ADDITIONAL INFORMATION ON CYTOTOXICITY:
In the presence of S9 activation the cytotoxicity of the test sample decreased with increasing S9 concentration. Significant cytotoxicity was demonstrated for treatment levels of 10 µg/ml in the presence of 1% of S9 and at 34 µg/ml in the presence of 2, 5 and % S9.
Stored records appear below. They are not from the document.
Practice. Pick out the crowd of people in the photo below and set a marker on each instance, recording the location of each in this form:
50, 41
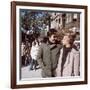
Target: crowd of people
55, 58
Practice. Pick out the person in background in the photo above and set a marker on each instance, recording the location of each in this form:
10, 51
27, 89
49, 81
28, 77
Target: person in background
34, 50
48, 55
69, 59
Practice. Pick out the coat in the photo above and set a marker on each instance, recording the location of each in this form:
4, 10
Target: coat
71, 66
48, 58
34, 51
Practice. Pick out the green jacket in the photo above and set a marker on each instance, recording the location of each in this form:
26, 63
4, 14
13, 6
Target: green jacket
47, 58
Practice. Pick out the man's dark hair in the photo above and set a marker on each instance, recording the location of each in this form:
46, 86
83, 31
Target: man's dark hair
51, 32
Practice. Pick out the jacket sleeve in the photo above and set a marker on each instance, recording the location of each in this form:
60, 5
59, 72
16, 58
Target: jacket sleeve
76, 64
39, 57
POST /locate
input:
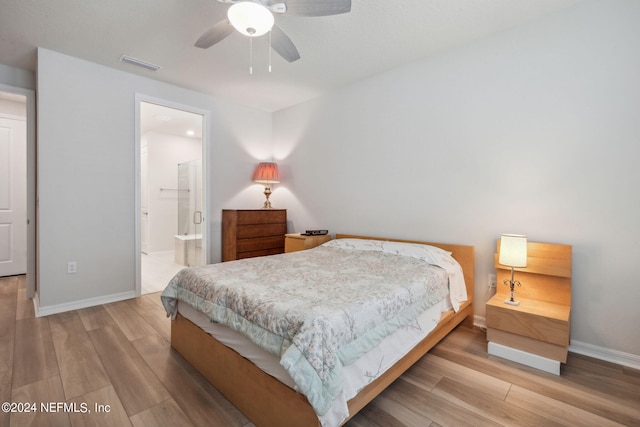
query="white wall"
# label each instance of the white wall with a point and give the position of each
(535, 130)
(165, 152)
(12, 108)
(86, 174)
(16, 77)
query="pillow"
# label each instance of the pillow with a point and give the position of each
(357, 244)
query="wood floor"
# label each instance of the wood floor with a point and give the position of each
(112, 365)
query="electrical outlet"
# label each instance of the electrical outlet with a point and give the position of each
(492, 281)
(72, 267)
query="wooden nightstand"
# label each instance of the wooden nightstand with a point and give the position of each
(536, 332)
(298, 242)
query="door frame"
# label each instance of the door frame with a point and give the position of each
(206, 175)
(32, 195)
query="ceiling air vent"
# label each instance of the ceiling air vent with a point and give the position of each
(139, 63)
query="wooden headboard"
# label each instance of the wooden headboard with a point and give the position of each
(462, 253)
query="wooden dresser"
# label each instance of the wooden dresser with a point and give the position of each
(536, 332)
(252, 232)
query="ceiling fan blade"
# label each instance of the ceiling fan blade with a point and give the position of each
(282, 44)
(317, 7)
(217, 33)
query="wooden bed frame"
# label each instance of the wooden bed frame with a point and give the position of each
(268, 402)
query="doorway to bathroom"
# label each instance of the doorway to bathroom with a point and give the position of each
(172, 205)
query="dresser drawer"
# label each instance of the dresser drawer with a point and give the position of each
(264, 216)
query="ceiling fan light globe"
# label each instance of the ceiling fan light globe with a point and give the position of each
(250, 19)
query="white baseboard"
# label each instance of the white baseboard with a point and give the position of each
(529, 359)
(480, 322)
(586, 349)
(76, 305)
(602, 353)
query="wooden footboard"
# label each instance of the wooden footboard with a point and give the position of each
(268, 402)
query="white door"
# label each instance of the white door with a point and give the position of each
(13, 196)
(144, 198)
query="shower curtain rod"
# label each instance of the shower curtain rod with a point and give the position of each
(174, 189)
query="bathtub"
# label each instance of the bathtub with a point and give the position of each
(182, 244)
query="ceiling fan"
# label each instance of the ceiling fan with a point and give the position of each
(254, 18)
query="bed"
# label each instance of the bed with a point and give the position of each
(320, 375)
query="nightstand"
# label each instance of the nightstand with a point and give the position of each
(536, 332)
(298, 242)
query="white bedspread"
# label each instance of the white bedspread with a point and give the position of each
(321, 309)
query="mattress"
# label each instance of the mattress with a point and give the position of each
(313, 314)
(357, 375)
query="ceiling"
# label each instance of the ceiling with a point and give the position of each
(377, 35)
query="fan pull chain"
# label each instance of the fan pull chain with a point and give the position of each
(269, 50)
(250, 55)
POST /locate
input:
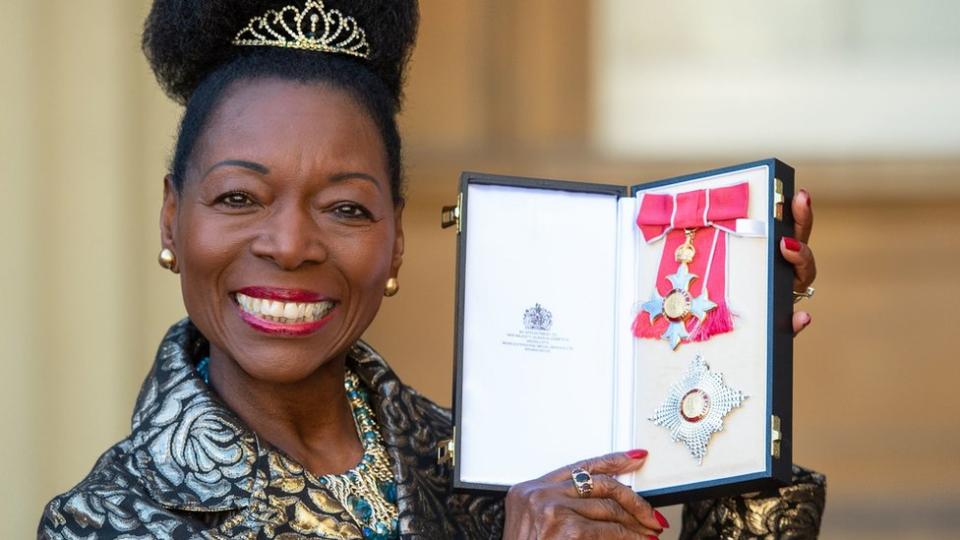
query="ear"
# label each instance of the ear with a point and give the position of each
(168, 214)
(398, 240)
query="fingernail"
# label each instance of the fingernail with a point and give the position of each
(791, 243)
(663, 521)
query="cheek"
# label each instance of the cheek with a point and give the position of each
(205, 250)
(366, 263)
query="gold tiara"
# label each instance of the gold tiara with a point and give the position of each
(315, 28)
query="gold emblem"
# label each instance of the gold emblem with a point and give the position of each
(695, 405)
(677, 304)
(686, 252)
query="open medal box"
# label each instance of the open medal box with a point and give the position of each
(598, 318)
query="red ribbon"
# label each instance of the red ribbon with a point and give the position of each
(717, 209)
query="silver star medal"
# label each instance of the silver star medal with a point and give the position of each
(695, 407)
(679, 305)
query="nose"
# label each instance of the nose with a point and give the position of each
(290, 238)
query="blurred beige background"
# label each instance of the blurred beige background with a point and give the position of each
(860, 96)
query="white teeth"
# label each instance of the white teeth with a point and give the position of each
(285, 312)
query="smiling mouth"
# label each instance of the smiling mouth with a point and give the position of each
(276, 311)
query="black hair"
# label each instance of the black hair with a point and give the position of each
(189, 46)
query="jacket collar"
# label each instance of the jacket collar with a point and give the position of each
(195, 454)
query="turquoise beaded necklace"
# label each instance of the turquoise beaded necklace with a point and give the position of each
(368, 491)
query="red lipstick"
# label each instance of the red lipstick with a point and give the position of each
(284, 329)
(277, 328)
(283, 295)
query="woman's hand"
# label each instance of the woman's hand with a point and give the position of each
(550, 507)
(797, 252)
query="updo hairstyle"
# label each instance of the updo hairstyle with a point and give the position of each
(189, 46)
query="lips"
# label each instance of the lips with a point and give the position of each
(283, 311)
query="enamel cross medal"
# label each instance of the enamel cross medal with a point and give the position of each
(679, 305)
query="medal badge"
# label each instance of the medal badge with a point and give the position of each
(679, 305)
(689, 298)
(696, 406)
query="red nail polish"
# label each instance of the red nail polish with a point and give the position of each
(663, 521)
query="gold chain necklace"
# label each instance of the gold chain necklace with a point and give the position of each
(368, 492)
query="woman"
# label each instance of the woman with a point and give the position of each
(282, 215)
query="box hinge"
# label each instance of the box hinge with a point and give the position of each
(775, 436)
(446, 450)
(779, 199)
(450, 215)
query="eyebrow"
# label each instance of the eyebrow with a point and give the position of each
(340, 177)
(252, 165)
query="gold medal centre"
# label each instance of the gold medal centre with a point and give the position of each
(695, 405)
(677, 304)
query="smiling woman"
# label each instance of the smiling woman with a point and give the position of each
(264, 414)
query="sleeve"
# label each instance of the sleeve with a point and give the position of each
(791, 512)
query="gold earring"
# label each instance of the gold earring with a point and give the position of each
(392, 287)
(167, 259)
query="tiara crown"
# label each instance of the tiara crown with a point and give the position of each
(314, 28)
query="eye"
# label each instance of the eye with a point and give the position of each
(349, 210)
(236, 199)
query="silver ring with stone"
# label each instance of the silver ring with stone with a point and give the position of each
(583, 481)
(805, 294)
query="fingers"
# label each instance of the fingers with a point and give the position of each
(802, 215)
(801, 257)
(801, 320)
(583, 528)
(611, 464)
(613, 501)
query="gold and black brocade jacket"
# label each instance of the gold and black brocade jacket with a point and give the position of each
(190, 468)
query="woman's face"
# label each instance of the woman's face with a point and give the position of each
(285, 231)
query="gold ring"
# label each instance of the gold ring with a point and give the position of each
(582, 481)
(805, 294)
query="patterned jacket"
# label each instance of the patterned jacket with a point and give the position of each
(190, 468)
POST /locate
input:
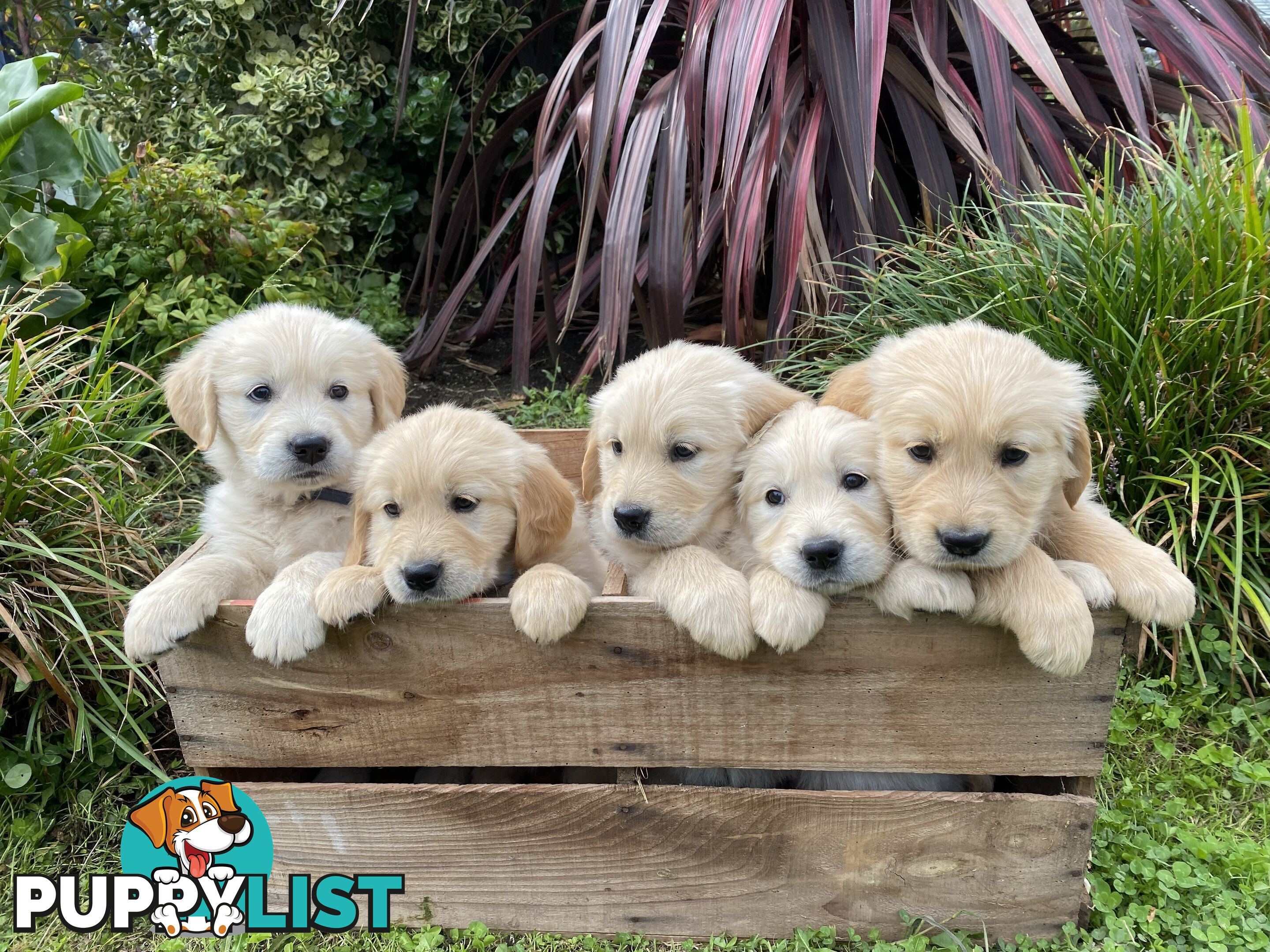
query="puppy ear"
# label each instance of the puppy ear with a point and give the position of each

Applicant's summary and conclusion

Conclusions:
No test chemical related mutagenicity was observed in the initial mutagenicity test or in two confirmation experiments conducted in the absence of S9 or in the presence of S9. The test item is therefore concluded not to be a mutagen in CHO cells.
Executive summary:

The mutagenic potential of 4,4'-dithiodimorpholine was tested in cultured Chinese Hamster ovary (CHO) cells. Mutation at the hypowanthine guanine phosphoribosyl transferase (HGPRT) gene locus was measured. Mutagenicity testing of Sulfasan R was performed initially in a range of Aroclor 1254 -induced rat liver homogenate (S9) concentrations (0 -10%) followed by a confirmatory experiment at 0 and 5%S9. In mutagenicity assays, Sulfasan R was tested up to concentrations which induced significant cytotoxicity (>50% cell killing). The ranges of concentrations for all experiments, including the cytotoxicity were 3.4 -10 µg/ml, 10 -34µg/ml, 10 -34 µg/ml, 10 -34 µg/ml and 3.4 µg/ml in the absence of S9 and in the presence of 1%, 2%, 5% and 10% of S9 respectively. No test chemical related mutagenicity was observed in the initial mutagenicity test or in two confirmation experiments conducted in the absence of S9 or in the presence of S9. 4,4'-dithiodimorpholine is therefore concluded not to be a mutagen in CHO cells.